Who taught you to knit?
Most people I talk to either learnt from a relative when they were a child – even if they refreshed skills later from books or video – or went along to a session at a knitting group or at a yarn show where they had a go for the first time.
In other words they learnt from experienced knitters who gave some time to share their skills with someone else. This is the traditional way that knitting has been passed down since the middle ages and it’s still important today, especially so as you are less likely to learn it at school than a generation ago.
And sharing your knitting skills is a really positive experience. It is really lovely to see the satisfaction and sometimes joy, on the face of a new knitter complete their first row on their own. Plus you have helped create someone else to share the love of yarn with, someone else to admire your stash or share a pattern with.
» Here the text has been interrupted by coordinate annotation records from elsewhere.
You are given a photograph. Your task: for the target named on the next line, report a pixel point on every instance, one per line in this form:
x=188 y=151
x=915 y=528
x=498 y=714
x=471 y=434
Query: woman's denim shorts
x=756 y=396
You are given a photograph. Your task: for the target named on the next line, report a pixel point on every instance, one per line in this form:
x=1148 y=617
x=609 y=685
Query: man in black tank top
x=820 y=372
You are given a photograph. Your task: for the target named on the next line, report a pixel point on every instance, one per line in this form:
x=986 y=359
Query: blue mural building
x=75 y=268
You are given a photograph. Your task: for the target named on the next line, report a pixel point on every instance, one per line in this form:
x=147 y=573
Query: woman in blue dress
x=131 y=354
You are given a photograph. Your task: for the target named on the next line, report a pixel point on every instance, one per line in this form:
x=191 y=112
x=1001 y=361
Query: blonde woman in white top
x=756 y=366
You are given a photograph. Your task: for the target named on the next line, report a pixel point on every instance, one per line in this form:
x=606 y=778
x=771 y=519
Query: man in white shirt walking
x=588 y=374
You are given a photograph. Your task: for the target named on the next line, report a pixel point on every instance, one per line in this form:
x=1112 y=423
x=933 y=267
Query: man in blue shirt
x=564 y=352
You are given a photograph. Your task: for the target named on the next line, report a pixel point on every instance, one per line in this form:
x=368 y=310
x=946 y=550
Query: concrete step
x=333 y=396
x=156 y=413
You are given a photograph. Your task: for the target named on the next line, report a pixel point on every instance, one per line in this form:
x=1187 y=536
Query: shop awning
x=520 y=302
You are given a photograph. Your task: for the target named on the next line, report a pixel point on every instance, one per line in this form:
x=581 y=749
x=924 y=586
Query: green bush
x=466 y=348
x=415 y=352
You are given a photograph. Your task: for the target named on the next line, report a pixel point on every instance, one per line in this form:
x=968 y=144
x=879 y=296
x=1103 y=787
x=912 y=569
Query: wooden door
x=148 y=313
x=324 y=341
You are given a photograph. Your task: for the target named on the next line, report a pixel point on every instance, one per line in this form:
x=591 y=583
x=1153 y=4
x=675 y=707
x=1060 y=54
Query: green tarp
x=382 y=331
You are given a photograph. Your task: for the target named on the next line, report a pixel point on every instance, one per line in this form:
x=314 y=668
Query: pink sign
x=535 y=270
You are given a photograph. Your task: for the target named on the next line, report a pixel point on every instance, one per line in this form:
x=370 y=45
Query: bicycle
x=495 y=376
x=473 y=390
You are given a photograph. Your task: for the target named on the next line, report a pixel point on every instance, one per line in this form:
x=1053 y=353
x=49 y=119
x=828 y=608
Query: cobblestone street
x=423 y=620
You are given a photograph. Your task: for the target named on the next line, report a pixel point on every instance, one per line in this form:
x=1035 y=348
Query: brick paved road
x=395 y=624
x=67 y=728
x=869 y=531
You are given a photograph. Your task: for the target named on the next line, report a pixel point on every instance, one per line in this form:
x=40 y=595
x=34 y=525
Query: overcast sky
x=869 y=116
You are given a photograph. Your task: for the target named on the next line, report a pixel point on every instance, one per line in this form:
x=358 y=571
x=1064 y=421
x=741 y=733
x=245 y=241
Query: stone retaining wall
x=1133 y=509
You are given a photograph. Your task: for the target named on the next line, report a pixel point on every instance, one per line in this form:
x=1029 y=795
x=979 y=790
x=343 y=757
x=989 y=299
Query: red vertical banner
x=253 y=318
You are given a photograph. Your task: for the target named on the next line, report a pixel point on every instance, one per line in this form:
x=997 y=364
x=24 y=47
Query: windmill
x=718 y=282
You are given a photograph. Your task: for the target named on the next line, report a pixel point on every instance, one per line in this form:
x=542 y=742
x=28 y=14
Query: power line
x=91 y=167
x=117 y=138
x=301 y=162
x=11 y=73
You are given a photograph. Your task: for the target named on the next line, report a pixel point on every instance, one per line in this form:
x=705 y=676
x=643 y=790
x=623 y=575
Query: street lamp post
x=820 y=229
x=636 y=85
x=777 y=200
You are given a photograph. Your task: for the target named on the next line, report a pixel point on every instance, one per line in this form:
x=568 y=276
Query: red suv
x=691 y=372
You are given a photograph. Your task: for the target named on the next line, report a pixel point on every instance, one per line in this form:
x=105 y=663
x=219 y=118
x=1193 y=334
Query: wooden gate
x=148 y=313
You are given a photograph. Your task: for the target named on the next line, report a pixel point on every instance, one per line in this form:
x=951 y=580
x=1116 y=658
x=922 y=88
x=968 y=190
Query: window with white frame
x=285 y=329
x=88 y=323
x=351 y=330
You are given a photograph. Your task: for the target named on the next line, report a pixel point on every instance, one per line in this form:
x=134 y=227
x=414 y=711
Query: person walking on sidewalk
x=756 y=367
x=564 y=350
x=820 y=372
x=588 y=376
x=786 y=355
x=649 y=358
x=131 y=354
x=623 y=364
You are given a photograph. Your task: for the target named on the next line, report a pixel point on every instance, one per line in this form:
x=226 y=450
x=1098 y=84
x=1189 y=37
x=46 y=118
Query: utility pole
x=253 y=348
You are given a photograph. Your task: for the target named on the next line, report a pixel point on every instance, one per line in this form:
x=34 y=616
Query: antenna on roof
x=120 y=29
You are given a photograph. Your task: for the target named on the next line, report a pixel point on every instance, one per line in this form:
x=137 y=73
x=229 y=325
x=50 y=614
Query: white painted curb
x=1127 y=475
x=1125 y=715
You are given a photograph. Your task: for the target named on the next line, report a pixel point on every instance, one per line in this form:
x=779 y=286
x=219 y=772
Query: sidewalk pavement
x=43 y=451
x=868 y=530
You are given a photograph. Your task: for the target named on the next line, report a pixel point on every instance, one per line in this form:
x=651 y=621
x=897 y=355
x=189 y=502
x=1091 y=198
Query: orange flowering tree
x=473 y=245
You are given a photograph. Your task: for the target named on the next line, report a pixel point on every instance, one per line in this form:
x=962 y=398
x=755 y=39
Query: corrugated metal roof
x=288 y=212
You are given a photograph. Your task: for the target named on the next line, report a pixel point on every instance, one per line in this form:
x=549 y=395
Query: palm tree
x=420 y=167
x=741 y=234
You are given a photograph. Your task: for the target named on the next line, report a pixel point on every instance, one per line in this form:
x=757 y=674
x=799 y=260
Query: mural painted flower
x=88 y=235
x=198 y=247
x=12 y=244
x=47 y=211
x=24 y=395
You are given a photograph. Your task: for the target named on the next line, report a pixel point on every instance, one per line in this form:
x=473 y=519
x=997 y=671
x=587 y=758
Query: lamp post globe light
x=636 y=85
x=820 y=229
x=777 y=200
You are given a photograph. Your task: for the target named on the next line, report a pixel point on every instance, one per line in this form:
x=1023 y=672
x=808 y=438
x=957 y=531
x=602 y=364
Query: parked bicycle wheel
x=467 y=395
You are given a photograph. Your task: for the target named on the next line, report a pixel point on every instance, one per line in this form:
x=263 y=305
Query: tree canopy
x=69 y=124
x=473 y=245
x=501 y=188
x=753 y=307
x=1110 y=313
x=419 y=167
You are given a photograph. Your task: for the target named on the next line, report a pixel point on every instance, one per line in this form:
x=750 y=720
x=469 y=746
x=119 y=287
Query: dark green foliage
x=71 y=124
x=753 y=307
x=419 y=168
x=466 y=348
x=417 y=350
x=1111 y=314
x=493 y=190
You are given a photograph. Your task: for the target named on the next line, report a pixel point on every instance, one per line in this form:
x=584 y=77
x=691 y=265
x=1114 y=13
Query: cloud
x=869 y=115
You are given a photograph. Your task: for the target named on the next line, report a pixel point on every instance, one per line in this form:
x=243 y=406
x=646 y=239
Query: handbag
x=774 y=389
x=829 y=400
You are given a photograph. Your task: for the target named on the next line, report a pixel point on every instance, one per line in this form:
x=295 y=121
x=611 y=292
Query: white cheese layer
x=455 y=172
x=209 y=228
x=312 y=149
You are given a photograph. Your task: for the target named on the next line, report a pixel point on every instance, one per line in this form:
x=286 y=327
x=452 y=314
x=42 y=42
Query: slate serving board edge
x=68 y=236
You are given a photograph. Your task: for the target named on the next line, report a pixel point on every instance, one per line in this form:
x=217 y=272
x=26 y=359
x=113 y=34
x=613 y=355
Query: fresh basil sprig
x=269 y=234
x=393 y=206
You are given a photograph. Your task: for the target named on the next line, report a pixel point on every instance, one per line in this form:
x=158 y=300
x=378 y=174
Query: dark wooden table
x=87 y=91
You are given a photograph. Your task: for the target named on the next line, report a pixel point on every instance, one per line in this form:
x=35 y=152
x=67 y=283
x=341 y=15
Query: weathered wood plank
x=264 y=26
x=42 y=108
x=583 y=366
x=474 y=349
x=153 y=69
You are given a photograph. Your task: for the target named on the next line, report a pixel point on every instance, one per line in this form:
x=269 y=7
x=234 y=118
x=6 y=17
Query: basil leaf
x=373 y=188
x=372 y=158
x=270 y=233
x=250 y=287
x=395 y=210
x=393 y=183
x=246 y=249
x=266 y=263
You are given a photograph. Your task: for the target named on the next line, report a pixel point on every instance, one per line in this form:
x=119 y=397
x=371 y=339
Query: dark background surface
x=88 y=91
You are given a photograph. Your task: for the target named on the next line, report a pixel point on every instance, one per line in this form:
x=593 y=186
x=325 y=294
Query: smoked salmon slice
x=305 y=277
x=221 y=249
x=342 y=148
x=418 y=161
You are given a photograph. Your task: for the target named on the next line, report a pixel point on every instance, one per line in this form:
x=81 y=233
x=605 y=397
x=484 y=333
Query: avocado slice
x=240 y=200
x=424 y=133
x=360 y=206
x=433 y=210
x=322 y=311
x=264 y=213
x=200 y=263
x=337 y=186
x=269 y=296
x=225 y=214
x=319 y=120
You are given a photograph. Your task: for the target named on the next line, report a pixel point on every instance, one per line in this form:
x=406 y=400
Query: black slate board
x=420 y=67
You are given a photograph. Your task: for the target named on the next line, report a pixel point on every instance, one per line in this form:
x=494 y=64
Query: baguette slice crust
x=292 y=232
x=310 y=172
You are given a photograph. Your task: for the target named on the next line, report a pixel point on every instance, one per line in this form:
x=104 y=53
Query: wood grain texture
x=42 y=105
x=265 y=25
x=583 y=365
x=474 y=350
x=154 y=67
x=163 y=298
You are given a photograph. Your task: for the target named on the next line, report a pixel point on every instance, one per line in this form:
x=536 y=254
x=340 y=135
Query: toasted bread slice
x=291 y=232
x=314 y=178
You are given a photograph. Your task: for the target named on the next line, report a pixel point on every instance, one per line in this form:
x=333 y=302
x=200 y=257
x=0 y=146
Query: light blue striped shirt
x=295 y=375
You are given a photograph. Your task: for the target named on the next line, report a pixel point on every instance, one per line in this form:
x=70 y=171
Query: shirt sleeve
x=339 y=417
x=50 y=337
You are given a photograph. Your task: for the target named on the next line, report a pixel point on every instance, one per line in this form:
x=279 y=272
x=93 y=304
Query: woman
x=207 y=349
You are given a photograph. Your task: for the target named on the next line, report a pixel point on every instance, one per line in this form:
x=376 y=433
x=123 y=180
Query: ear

There are plenty of ways for you to pass on your knitting and crochet skills:
- Volunteer for UK Hand Knitting at an event. We often run learn to knit or crochet stands at big yarn shows and are always looking for volunteers who are willing to give a few hours to help people learn. Click here to find out how to get involved.
- Be ready to teach a younger family member. My five-year-old nephew has just asked to learn to knit. Check out our top tips for teaching kids here.
- Be a knitting guru at a knitting group. Every knitting group I’ve been to has a few people willing to help out others when they get stuck or get new knitters started. Being willing to help doesn’t mean you’ll find yourself teaching someone every time you go but it is a friendly thing to be prepared to do. Click here for our list of knitting groups.
- Join the Knitting and Crochet Guild. This organisation which also promotes knitting and crochet, encourages members to share their knitting knowledge and skills both at workshops and yarn shows and through its newsletter.
However you pass on your skills, remember those people will be able to pass their knowledge on in turn keeping knitting and crochet alive in the future.